Capítulo 36

Cassia

Ky extiende un mapa en la mesa y coge un carboncillo.

—He encontrado otro que podemos utilizar —me dice mientras lo corrige—. Tengo que ponerlo al día. Está un poco anticuado.

Cojo otro libro y lo hojeo en busca de información que nos resulte útil, pero, por alguna razón, acabo componiendo un poema. Es sobre Ky, no para él, y me descubro imitando el estilo enigmático del autor del libro.

Marqué cada muerte en un mapa,

cada pesar y cada golpe,

mi mundo era una página en negro

sin rastro alguno de nieve.

Miro a Ky. Mientras corrige el mapa, sus manos se mueven con la misma rapidez y precisión que cuando escribe, con la misma seguridad que cuando me toca.

No alza la vista y el deseo me corroe. Lo deseo a él. Y deseo saber qué piensa y qué siente. ¿Por qué tiene que ser capaz de quedarse tan callado, de permanecer tan quieto, de ver tanto?

¿Cómo puede invitarme a entrar y, a la vez, dejarme fuera?

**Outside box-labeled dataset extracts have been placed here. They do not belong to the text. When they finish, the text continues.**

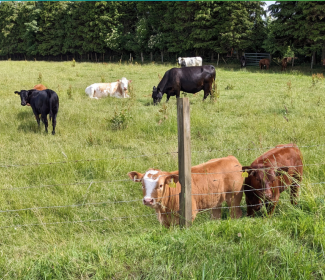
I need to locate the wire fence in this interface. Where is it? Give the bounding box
[0,144,325,168]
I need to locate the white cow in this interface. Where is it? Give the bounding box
[178,56,202,67]
[85,77,132,99]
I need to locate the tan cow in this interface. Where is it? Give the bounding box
[85,77,132,99]
[128,156,244,227]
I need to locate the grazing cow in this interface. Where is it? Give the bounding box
[178,56,202,67]
[259,58,270,70]
[152,65,216,104]
[281,57,288,71]
[243,144,303,216]
[33,84,46,90]
[85,77,132,99]
[15,89,59,135]
[128,156,244,227]
[240,56,246,68]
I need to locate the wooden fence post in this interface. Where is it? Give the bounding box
[177,98,192,227]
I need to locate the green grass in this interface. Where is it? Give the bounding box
[0,61,325,280]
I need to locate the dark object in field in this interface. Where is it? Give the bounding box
[281,57,288,71]
[128,156,244,227]
[243,144,303,216]
[259,58,270,70]
[15,89,59,135]
[152,65,216,104]
[240,56,246,68]
[178,56,202,67]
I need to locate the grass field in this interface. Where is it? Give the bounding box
[0,61,325,280]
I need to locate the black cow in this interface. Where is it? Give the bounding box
[240,56,246,68]
[152,65,216,104]
[15,89,59,135]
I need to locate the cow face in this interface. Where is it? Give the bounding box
[128,169,178,208]
[15,90,31,106]
[242,166,288,200]
[152,87,163,105]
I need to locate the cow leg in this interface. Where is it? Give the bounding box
[52,114,56,135]
[211,207,221,220]
[41,114,49,133]
[34,113,40,127]
[226,196,242,219]
[203,84,212,101]
[290,174,301,205]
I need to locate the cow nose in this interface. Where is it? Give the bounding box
[143,198,153,205]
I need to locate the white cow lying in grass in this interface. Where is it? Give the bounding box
[85,77,132,99]
[178,56,202,67]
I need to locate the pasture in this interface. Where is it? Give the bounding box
[0,61,325,280]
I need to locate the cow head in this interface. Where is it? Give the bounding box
[152,87,163,105]
[15,90,33,106]
[242,166,289,200]
[128,169,178,208]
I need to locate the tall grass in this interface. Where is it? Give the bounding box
[0,61,325,279]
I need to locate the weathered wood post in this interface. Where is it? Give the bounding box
[177,98,192,227]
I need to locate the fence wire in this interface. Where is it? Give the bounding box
[0,144,325,168]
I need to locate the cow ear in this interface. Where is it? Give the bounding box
[128,171,143,182]
[275,166,289,176]
[242,165,255,175]
[165,174,178,185]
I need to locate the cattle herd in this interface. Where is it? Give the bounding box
[128,144,303,227]
[15,56,302,227]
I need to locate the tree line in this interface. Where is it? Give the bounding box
[0,1,325,65]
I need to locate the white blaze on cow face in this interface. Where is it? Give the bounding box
[142,170,160,206]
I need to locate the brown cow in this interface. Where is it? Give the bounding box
[259,58,270,70]
[281,57,288,71]
[33,84,47,90]
[128,156,244,227]
[243,144,303,216]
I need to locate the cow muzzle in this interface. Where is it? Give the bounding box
[143,198,155,206]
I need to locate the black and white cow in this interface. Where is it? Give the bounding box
[152,65,216,104]
[15,89,59,135]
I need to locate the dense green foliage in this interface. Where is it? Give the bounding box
[0,61,325,280]
[0,1,265,60]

—Tengo que salir —digo más adelante.

Suspiro con frustración: no hemos encontrado nada concreto, solo infinidad de propaganda y la historia del Alzamiento, la Sociedad y los propios labradores. Al principio, era fascinante, pero acabo de darme cuenta de que, fuera, el río cada vez lleva más agua. Me duelen la espalda y la cabeza y el miedo comienza a encogerme el pecho. ¿Estoy perdiendo mi capacidad para clasificar? Primero, mi error con las pastillas azules, ahora esto.

—¿Ha dejado ya de tronar?

—Creo que sí —responde Ky—. Salgamos a ver.

En la cueva llena de víveres, Eli se ha ovillado para dormir, rodeado de mochilas repletas de manzanas.

Ky y yo salimos. Aún llueve, pero la electricidad ha abandonado el aire.

—Podemos irnos cuando amanezca —dice.

Contemplo su perfil oscuro débilmente iluminado por la linterna que lleva. La Sociedad jamás sabría cómo expresar esto en una microficha. «Pertenece a la tierra. Sabe correr.» Jamás sabría describirlo.

—Aún no hemos encontrado nada. —Trato de reírme—. Si alguna vez vuelvo, la Sociedad tendrá que modificar mi microficha. Tendrá que quitar «Dotes excepcionales para la clasificación».

—Lo que estás haciendo es más que clasificar —se limita a decir Ky—. Deberíamos descansar pronto, si podemos.

«Él no está tan motivado como yo para encontrar el Alzamiento —advierto—. Intenta ayudarme, pero, si yo no estuviera, no se molestaría en buscar una forma de unirnos a los rebeldes.»

De pronto, pienso en las palabras del poema. «No te alcancé.»

Me las quito de la cabeza. Estoy cansada, eso es todo; me siento frágil. Y caigo en la cuenta de que aún no he oído toda la historia de Ky. Él tiene motivos para sentirse como se siente, pero yo no los conozco todos.

Pienso en todo lo que sabe hacer, escribir, labrar, pintar, y mientras lo observo en la oscuridad, detenido al borde del caserío vacío, me invade una súbita tristeza. «No hay lugar para alguien como él en la Sociedad —pienso—, para alguien con la capacidad de crear. Sabe hacer muchísimas cosas cuyo valor no se puede medir, cosas que nadie más hace, y a la Sociedad le trae sin cuidado.»

Me pregunto si, cuando mira este caserío vacío, ve un lugar donde podría haberse sentido como en casa. Donde podría haber escrito junto a los demás, donde las bonitas muchachas de las pinturas habrían sabido bailar.

—Ky —digo—. Quiero conocer el resto de tu historia.

—¿Toda? —pregunta, con voz grave.

—Toda la que quieras contarme —respondo.

Me mira. Me llevo su mano a los labios y le beso los nudillos, los arañazos de la palma. Él cierra los ojos.

—Mi madre pintaba con agua —dice—. Y mi padre jugaba con fuego.